The question whether one was in the exercise of due care for his own safety at the time of an accident is usually a fact question for the jury. DiCaprio v. Campanella & Cardi Construction Co., 80 R.I. 55. It is well settled that a case should not be taken from the consideration of a jury on that ground unless the only reasonable conclusion that can be drawn from all the evidence is that the plaintiff is not entitled to recover. Hulton v. Phaneuf, 85 R.I. 406. Stated conversely, the rule is that a verdict should not be directed against a party if on any reasonable view of the evidence the jury could find in his favor. Goodwill Advertising Co. v. Elmwood Amusement Corp., 86 R.I. 6, 133 A.2d 644.

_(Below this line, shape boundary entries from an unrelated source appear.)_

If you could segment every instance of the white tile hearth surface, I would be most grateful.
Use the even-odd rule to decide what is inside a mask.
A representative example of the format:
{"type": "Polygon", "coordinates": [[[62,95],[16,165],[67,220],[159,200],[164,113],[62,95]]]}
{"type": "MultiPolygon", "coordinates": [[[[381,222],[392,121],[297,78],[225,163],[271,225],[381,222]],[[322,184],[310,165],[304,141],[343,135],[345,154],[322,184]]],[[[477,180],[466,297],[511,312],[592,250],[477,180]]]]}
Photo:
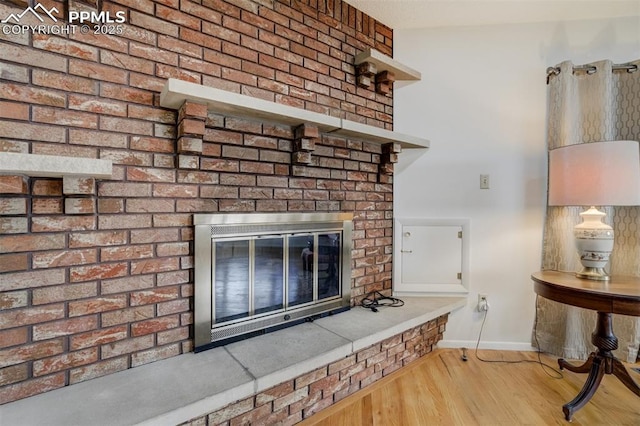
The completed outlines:
{"type": "Polygon", "coordinates": [[[464,306],[405,297],[0,405],[2,425],[176,425],[291,380],[464,306]]]}

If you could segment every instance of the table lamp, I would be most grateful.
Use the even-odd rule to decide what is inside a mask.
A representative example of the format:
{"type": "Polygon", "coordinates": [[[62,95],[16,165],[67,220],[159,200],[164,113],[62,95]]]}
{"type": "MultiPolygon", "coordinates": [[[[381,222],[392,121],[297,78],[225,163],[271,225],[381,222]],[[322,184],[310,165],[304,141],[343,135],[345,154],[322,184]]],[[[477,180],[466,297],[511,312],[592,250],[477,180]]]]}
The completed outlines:
{"type": "Polygon", "coordinates": [[[595,206],[640,205],[640,143],[592,142],[549,151],[549,205],[591,206],[574,228],[582,270],[577,277],[609,280],[613,228],[595,206]]]}

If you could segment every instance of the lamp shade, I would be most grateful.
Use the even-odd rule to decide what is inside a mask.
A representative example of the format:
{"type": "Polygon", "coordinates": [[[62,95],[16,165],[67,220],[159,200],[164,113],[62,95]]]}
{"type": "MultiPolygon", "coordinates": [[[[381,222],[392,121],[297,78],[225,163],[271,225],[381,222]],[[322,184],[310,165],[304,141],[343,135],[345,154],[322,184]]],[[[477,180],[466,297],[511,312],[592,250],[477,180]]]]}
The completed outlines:
{"type": "Polygon", "coordinates": [[[640,205],[640,143],[592,142],[551,150],[549,205],[640,205]]]}

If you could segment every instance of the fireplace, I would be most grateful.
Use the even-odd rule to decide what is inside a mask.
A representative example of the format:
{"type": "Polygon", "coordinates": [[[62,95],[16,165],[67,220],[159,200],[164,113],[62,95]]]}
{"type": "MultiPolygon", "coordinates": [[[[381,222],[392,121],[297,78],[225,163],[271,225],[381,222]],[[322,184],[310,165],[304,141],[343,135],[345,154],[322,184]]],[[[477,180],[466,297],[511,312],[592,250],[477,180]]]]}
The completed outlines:
{"type": "Polygon", "coordinates": [[[196,214],[196,351],[349,309],[350,213],[196,214]]]}

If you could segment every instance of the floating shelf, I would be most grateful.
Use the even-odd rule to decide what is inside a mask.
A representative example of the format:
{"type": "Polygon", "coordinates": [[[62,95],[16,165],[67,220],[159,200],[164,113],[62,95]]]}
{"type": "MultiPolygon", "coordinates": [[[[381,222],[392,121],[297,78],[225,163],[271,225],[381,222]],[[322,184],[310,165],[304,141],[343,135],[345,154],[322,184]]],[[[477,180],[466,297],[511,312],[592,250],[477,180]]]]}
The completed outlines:
{"type": "Polygon", "coordinates": [[[36,177],[111,177],[111,160],[0,152],[0,174],[36,177]]]}
{"type": "Polygon", "coordinates": [[[179,109],[185,101],[207,104],[209,111],[218,114],[255,118],[290,126],[311,124],[322,133],[360,139],[374,143],[399,143],[402,148],[428,148],[429,141],[404,135],[355,121],[344,120],[313,111],[265,101],[247,95],[207,87],[201,84],[170,78],[160,94],[160,105],[179,109]]]}
{"type": "Polygon", "coordinates": [[[420,72],[401,64],[395,59],[378,52],[375,49],[367,49],[356,55],[355,65],[363,62],[372,62],[376,65],[378,72],[390,71],[396,76],[396,80],[418,81],[422,79],[420,72]]]}

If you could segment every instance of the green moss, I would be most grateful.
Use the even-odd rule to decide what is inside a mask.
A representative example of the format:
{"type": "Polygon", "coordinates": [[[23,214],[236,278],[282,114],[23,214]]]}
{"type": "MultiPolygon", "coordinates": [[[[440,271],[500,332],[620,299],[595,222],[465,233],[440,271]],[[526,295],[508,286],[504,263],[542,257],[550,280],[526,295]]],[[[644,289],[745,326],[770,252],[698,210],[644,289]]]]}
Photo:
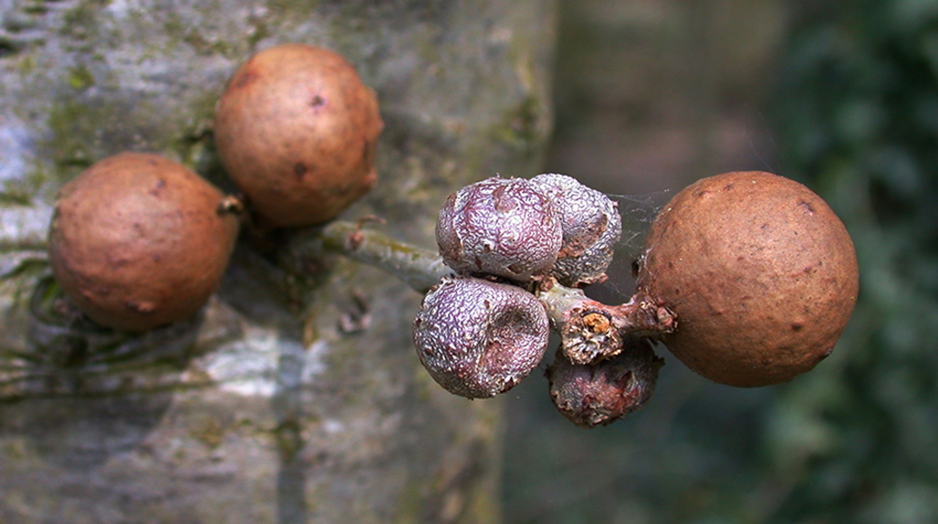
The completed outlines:
{"type": "Polygon", "coordinates": [[[60,181],[70,179],[94,162],[86,142],[89,136],[94,136],[94,123],[103,116],[102,111],[74,99],[63,100],[50,109],[47,125],[51,138],[45,145],[60,181]]]}
{"type": "Polygon", "coordinates": [[[492,127],[491,137],[524,157],[535,156],[543,148],[547,138],[542,130],[545,111],[537,97],[528,95],[492,127]]]}
{"type": "Polygon", "coordinates": [[[84,91],[95,84],[95,77],[83,64],[68,68],[66,80],[68,87],[77,91],[84,91]]]}

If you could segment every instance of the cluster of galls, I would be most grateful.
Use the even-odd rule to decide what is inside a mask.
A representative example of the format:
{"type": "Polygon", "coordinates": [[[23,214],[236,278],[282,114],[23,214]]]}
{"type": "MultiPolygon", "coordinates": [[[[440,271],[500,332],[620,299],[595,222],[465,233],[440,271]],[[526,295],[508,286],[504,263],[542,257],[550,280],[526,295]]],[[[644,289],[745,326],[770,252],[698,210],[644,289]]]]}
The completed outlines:
{"type": "MultiPolygon", "coordinates": [[[[554,280],[572,287],[602,281],[621,233],[615,202],[563,174],[496,176],[451,194],[436,241],[456,275],[430,291],[415,321],[420,362],[453,394],[484,398],[507,391],[548,346],[548,315],[532,291],[554,280]]],[[[548,374],[552,388],[563,391],[553,396],[561,412],[595,426],[641,405],[654,387],[657,357],[648,350],[654,364],[644,366],[647,358],[623,352],[615,364],[574,365],[558,352],[548,374]],[[630,373],[632,361],[642,362],[641,373],[630,373]],[[609,373],[616,377],[608,380],[609,373]],[[641,383],[627,383],[633,378],[641,383]],[[576,401],[574,390],[582,397],[576,401]],[[590,411],[605,415],[584,414],[590,411]]]]}
{"type": "MultiPolygon", "coordinates": [[[[544,354],[551,326],[529,292],[554,280],[601,281],[621,222],[613,202],[570,177],[495,177],[451,195],[436,233],[458,275],[425,298],[417,354],[443,387],[477,398],[508,390],[544,354]]],[[[577,298],[560,321],[585,311],[576,325],[621,337],[616,351],[586,362],[564,346],[548,369],[554,404],[578,426],[609,424],[648,399],[662,363],[649,337],[714,382],[770,385],[827,356],[856,302],[843,224],[808,187],[767,172],[723,173],[678,192],[652,224],[639,262],[628,304],[577,298]],[[668,313],[667,329],[649,335],[628,318],[628,307],[645,303],[668,313]]]]}
{"type": "Polygon", "coordinates": [[[382,126],[374,93],[341,56],[303,44],[262,51],[216,107],[216,146],[240,200],[158,155],[102,159],[56,198],[55,278],[105,326],[183,320],[218,287],[245,204],[263,228],[333,218],[374,186],[382,126]]]}

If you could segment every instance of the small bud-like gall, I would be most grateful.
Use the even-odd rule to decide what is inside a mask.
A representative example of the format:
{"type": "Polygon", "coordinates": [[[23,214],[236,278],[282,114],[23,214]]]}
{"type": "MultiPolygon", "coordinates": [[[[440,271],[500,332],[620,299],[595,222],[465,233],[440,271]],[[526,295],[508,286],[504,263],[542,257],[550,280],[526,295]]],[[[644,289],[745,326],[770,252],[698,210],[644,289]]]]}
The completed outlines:
{"type": "Polygon", "coordinates": [[[619,354],[595,364],[573,364],[557,351],[547,370],[551,398],[581,427],[606,426],[644,405],[663,364],[651,343],[638,337],[626,338],[619,354]]]}

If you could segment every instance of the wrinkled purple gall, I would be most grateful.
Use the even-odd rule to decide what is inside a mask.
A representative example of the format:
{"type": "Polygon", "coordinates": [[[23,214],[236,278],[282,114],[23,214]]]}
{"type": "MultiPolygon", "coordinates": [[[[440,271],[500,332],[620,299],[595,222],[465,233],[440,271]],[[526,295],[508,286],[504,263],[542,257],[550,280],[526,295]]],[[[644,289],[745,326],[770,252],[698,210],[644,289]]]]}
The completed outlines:
{"type": "Polygon", "coordinates": [[[446,391],[485,398],[507,391],[540,363],[549,330],[544,306],[524,290],[446,277],[423,300],[414,343],[446,391]]]}
{"type": "Polygon", "coordinates": [[[645,338],[627,338],[622,352],[597,364],[573,364],[558,350],[547,369],[551,398],[581,427],[606,426],[651,397],[663,364],[645,338]]]}
{"type": "Polygon", "coordinates": [[[552,272],[554,277],[566,286],[605,280],[622,236],[615,202],[566,174],[538,174],[531,183],[551,199],[560,215],[564,240],[552,272]]]}
{"type": "Polygon", "coordinates": [[[560,217],[531,181],[492,177],[446,199],[436,221],[449,267],[519,282],[547,275],[563,241],[560,217]]]}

In applying this test on a motion for a directed verdict, a trial justice is not permitted to weigh the evidence or to pass upon the credibility of the witnesses. Kent v. Draper Soap Co., 75 R.I. 30. He must view the evidence in the light most favorable to the adverse party and draw therefrom every inference favorable to that party. Corcione v. Ruggieri, 87 R.I. 182, 139 A.2d 388.
We are of the opinion that the trial justice erred in concluding that but one reasonable inference could be drawn from the evidence in the record here. A state of evidence so limited in inferential possibilities is rarely encountered in cases arising out of automobile collisions. It would be reasonable for the jury to infer from the record here that defendant had failed to completely negotiate the curve in the highway and that the collision had occurred on the side of the highway on which decedent was properly operating her car. Evidence as to the location of decedent's car on the wrong side of the highway after the impact does not, in the instant circumstances, preclude such an inference.
In our opinion the trial justice also erred in taking the case from the consideration of the jury on the ground which he set forth. He inferred from the evidence that the decedent had been operating in the "wrong lane" and from that inference concluded that as a matter of law she was not in the exercise of due care, that is, that such operation of the car constituted negligence per se. What he inferred, in effect, was that the decedent had been operating in violation of the rules of the road as declared by statute. It is well settled that such violations do not constitute negligence per se but are only items of evidence to be considered by a jury in passing upon the question of negligence. Lanni v. United Wire & Supply Corp., 87 R.I. 121, 139 A.2d 149.
In view of our conclusion, it is unnecessary for us to consider the other exceptions.
The plaintiff's exception to the granting of the defendant's motion for a directed verdict is sustained, and the case is remitted to the superior court for a new trial.